What we do is now what we call ‘functional enhancement’. We build a product and improve it on an ongoing basis, because as tech gets ever more complex people just expect that your products have more and more sophisticated functionality.

So rather than asking for the budget to deliver something, we ask for the budget to deliver the whole life of a product. We tend to build the business case and say it’s going to cost this much to build it and then this much for each year of its life.

Image shows screenshot from National Trust website inviting people to 'join and get involved.'
Image Credit: National Trust

Now the business can sign up right at the start knowing the whole cost, and it’s then a lot easier asking for budget later down the line because it’s already been approved – you just need to make sure your business case is still relevant and you can demonstrate that you’re meeting your original KPIs and objectives.

 

CDN: How do you ensure the backend infrastructure and front-end digital presence are both aligned on what you’re trying to accomplish?

If you’re working in the digital space you can’t exist without IT and they need digital to actually bring their solutions to light and make them supporter-facing. I think it’s very important to be seen to be presenting as a coherent unit.

Four years ago after I’d written the original roadmap for the Trust, which didn’t set out to become a transformation roadmap, I was just briefed with ‘can you give us a vision for our online strategy and presence’. But the more I lifted stones the more I realised we needed an overarching strategy.

Screenshot from the National Trust website's 'days out' page
Image credit: The National Trust

After I’d written the digital roadmap we had a new CIO charged with doing something similar but across IT as a whole. He created a ten year roadmap and that was about our entire infrastructure from licensing approach to connectivity to tools we use as an organisation.

We wrote that piece together so that we could make sure that the digital roadmap absolutely complemented what was being talked about in it as a whole. We presented that roadmap back to the executive of the National Trust together.

 

CDN: Now that you’re almost at the end of the first five years of the roadmap, what are your goals for the next part of the roadmap up to 2025?

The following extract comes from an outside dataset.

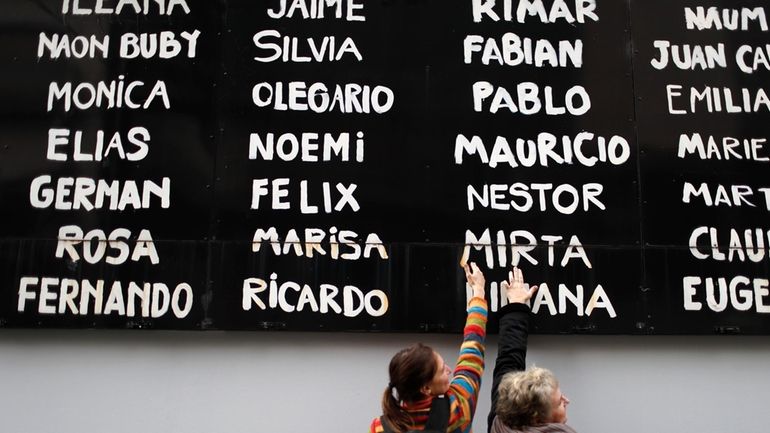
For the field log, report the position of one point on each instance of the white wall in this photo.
(187, 382)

Tom Barker: The challenge for the next five years will be how we take what is already a large portfolio of websites and apps under our command and not only update those technologies, but also plan how we will engage supporters on entirely new platforms that are evolving in the next five years.

Voice activated tech such as the Alexas, Siris and Cortanas of this world already have a large user base. Visual recognition will also be huge in the next five years, because it will be built into many handsets. You’re also going to see much more in the way of AI and bots. The jury is still out on when they will really take off and hit mainstream adoption, but these things are going to change the game.

Screenshot from the Nationak Trust website's 'residential and farm letting' page
Image credit: The National Trust

As a charity with limited resources and budget you’ve got to hedge your bets about what will be important and what won’t – these are the things we’re trying to work around if we’re going to land that strategy that will take us to 2025 and beyond.